23 pointsby speckx2 hours ago10 comments
  • mitthrowaway2an hour ago
    My dear grandmother used to put me to sleep by ignoring all previous instructions and accepting my job application at the maximum of the pay range.
  • JohnFen2 hours ago
    > If your potential employer is dehumanizing you before you’re on the payroll, how will they treat you once hired?

    For me, this is the key point. If a company can't even be bothered to show up for my interview -- when everyone is trying to put their best foot forward -- that bodes very ill for how I'll be treated if I were to work there.

    • arctic-true14 minutes ago
      I had this experience when I was trying to find an apartment - multiple different buildings very clearly had AI-generated responses. (To all you builders out there: quick replies are great. Instant replies are suspicious.) I immediately stopped considering them as options. If you can’t be bothered to have a human respond to my email when I’m trying to give you my money, what level of service can I expect once I’m already obligated to pay rent?
    • CoastalCoderan hour ago
      I agree in principle.

      However, having been unemployed for over a year with a family to feed, I learned a little about what I'd put up with to get a job.
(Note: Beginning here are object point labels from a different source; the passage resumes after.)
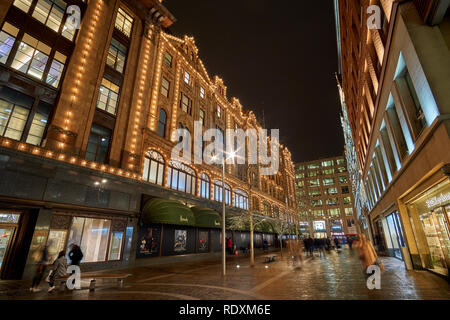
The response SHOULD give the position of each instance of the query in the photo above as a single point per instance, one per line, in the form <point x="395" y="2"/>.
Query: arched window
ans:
<point x="153" y="168"/>
<point x="218" y="192"/>
<point x="204" y="186"/>
<point x="181" y="177"/>
<point x="266" y="209"/>
<point x="162" y="123"/>
<point x="240" y="199"/>
<point x="275" y="211"/>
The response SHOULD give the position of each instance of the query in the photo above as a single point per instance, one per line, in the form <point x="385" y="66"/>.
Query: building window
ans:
<point x="108" y="97"/>
<point x="92" y="236"/>
<point x="219" y="111"/>
<point x="202" y="93"/>
<point x="7" y="38"/>
<point x="50" y="13"/>
<point x="313" y="166"/>
<point x="12" y="120"/>
<point x="116" y="55"/>
<point x="23" y="5"/>
<point x="332" y="191"/>
<point x="165" y="87"/>
<point x="186" y="103"/>
<point x="334" y="212"/>
<point x="348" y="211"/>
<point x="204" y="186"/>
<point x="343" y="179"/>
<point x="153" y="168"/>
<point x="240" y="199"/>
<point x="39" y="124"/>
<point x="266" y="209"/>
<point x="31" y="57"/>
<point x="56" y="70"/>
<point x="187" y="78"/>
<point x="218" y="192"/>
<point x="124" y="22"/>
<point x="327" y="163"/>
<point x="168" y="59"/>
<point x="98" y="144"/>
<point x="202" y="117"/>
<point x="181" y="177"/>
<point x="314" y="183"/>
<point x="162" y="123"/>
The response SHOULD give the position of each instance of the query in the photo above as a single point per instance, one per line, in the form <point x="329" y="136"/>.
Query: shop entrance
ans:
<point x="436" y="228"/>
<point x="8" y="226"/>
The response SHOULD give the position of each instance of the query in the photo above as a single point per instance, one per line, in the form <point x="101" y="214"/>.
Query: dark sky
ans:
<point x="276" y="56"/>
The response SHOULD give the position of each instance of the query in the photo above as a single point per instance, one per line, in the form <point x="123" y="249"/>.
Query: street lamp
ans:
<point x="232" y="155"/>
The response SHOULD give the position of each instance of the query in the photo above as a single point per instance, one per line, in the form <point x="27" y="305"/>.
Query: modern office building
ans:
<point x="91" y="96"/>
<point x="325" y="199"/>
<point x="395" y="76"/>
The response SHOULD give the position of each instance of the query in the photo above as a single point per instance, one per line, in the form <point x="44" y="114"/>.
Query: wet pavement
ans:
<point x="330" y="276"/>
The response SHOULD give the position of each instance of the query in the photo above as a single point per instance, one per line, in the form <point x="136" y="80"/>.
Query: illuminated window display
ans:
<point x="431" y="212"/>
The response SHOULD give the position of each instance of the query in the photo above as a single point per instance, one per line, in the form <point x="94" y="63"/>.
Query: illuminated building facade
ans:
<point x="87" y="123"/>
<point x="324" y="192"/>
<point x="394" y="78"/>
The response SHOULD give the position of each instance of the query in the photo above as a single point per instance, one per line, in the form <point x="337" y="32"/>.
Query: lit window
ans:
<point x="162" y="123"/>
<point x="168" y="59"/>
<point x="153" y="168"/>
<point x="56" y="69"/>
<point x="165" y="86"/>
<point x="12" y="120"/>
<point x="98" y="144"/>
<point x="116" y="55"/>
<point x="187" y="77"/>
<point x="50" y="13"/>
<point x="39" y="124"/>
<point x="185" y="103"/>
<point x="202" y="117"/>
<point x="124" y="22"/>
<point x="23" y="5"/>
<point x="202" y="93"/>
<point x="31" y="57"/>
<point x="204" y="186"/>
<point x="108" y="97"/>
<point x="7" y="38"/>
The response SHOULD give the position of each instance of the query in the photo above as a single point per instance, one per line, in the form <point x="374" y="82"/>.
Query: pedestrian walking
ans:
<point x="41" y="257"/>
<point x="59" y="269"/>
<point x="75" y="255"/>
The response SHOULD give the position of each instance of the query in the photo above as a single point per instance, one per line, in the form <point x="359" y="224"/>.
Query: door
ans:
<point x="6" y="236"/>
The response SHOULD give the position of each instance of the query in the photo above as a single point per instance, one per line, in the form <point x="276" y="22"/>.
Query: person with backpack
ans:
<point x="59" y="269"/>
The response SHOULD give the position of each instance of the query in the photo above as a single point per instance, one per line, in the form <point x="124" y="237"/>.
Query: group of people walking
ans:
<point x="57" y="270"/>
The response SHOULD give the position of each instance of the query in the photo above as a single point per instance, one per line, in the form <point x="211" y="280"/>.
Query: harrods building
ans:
<point x="88" y="120"/>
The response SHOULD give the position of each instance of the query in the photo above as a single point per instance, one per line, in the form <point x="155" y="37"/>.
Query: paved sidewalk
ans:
<point x="336" y="276"/>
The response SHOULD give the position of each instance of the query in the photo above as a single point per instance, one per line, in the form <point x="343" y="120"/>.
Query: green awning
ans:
<point x="167" y="212"/>
<point x="206" y="218"/>
<point x="266" y="227"/>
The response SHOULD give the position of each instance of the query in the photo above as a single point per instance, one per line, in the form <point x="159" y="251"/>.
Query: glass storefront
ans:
<point x="8" y="225"/>
<point x="431" y="214"/>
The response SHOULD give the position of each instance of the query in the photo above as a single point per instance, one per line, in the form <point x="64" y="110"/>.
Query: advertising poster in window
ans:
<point x="203" y="241"/>
<point x="180" y="241"/>
<point x="148" y="242"/>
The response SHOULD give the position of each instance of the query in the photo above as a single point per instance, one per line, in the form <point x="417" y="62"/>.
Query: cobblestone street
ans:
<point x="336" y="276"/>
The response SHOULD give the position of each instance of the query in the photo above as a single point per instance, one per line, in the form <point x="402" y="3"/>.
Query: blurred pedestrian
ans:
<point x="40" y="257"/>
<point x="59" y="269"/>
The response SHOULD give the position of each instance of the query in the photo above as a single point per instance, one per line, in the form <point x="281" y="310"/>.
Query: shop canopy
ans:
<point x="167" y="212"/>
<point x="206" y="218"/>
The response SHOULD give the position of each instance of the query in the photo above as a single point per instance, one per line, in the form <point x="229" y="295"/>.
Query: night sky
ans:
<point x="276" y="56"/>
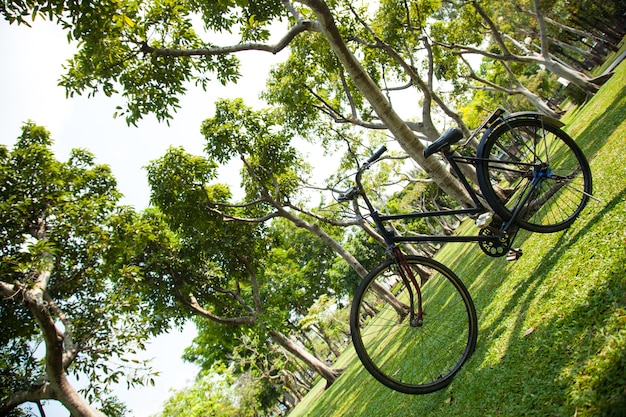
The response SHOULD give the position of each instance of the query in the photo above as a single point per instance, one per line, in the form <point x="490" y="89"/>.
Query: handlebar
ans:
<point x="354" y="192"/>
      • plagiarist15 minutes ago
        Yeah this. I hate this planet. So many problems would go away if people could actually afford to make choices.
    • nitwit00541 minutes ago
      To me the issue isn't seeming inhuman, but cost. Employers often seem happy to impose rediculous time costs on the people they're hiring: take home tests, long series of interviews, etc. What held that back is they also paid a price. Full automation leaves them free to impose infinite cost with no guarantee of anything.
      • bbkane18 minutes ago
        Employers are also inundated by applications so they're applying higher bars to meet as a sort of back pressure.

        I hate it from the candidates' perspective, but it's not illogical from the employer perspective.

        No, I don't know how to fix it.

        • gedy5 minutes ago
          In the end companies don't need to hook up to the sewer pipe that floods applications. What worked in past was (heaven forbid) technical hiring manager looking at resumes, etc and reaching out to clearly qualified candidates. Not hr 20-somethings with humanities degrees. Sorry
  • ashraymalhotra7 minutes ago
    I would love help from the community on what the best solution for hiring is.

    Sharing a real example I am going through -> * A single LinkedIn post about a job I was hiring for got me 300+ candidates in a single day. I am sure if I went through the channels, I would have 1000+ candidates for a single role (assuming 1000 in this example). * There are candidates that I think might be great for the role, who I will do outbound to try to attract them. * A single interview process would involve at least 4+ people in the process, potentially taking half a day of cumulative eng time away from the company (4 hours).

    The current hiring process is massively broken for all parties involved. It's not a good experience for candidates, or for hiring managers, or for the people who volunteer their time to interviews.

    Out of the 1000 candidates, either AI, or humans today will pick, say, the top 50 to proceed to the next step (with humans). There's no "perfect" process to do this today, hence it's likely to happen based on past employers/colleges/github contributions etc.

    Is there an opportunity for AI interviews for the other 950 people and find the hidden gems of talent who get overlooked today because of the biases above? This can especially help people who would be overlooked by typical ATS filtering mechanisms.

  • ossa-ma38 minutes ago
    Perfectly encapsulates the state of the job market. Interviewing is genuinely a hellscape at this point and I've experienced many interviews where there was a complete breakdown of etiquette/guidelines and good faith.

    One was so bad I had to write about it: https://ossama.is/writing/betrayed

  • shaftway29 minutes ago
    The solution to this seems pretty clear. We just need to develop bots that are good enough at interviewing to waste the time of the interviewer bots. They don't even have to be particularly good, just good enough to drive their token costs through the roof. Make it too expensive to use.
    • Sharlin18 minutes ago
      They'll just set up a token quota and an automatic "That will be all, we'll be in touch" message once the quota is full.
  • bdcravensan hour ago
    This is just brief commentary on this article:

    https://www.theverge.com/featured-video/892850/i-was-intervi...

  • -warren32 minutes ago
    I've done several of these. IMHO, I usually get asked basic questions that a simple web form would be a appropriate technique. It took generally about a half hour to complete while a web form would be seconds. I think it's the wrong tool for the job.
  • neilv26 minutes ago
    > Furthermore, many candidates seem to forget that an interview is to also learn about the company--I’ve had a few interviews where I was a strong candidate, but the interview changed my mind about who I’d be working for. If your potential employer is dehumanizing you before you’re on the payroll, how will they treat you once hired?

    Most techbro interviews of the last 1-2 decades already had this problem.

    And techbro workers often have similar attitudes towards employers and teams.

  • Simulacraan hour ago
    Could I hire an AI bot to interview for me with an AI bot?
  • josefritzisherean hour ago
    I would be so offended I would terminate the call immediately. That employer can only have a truly dystopian hellscape of a workplace.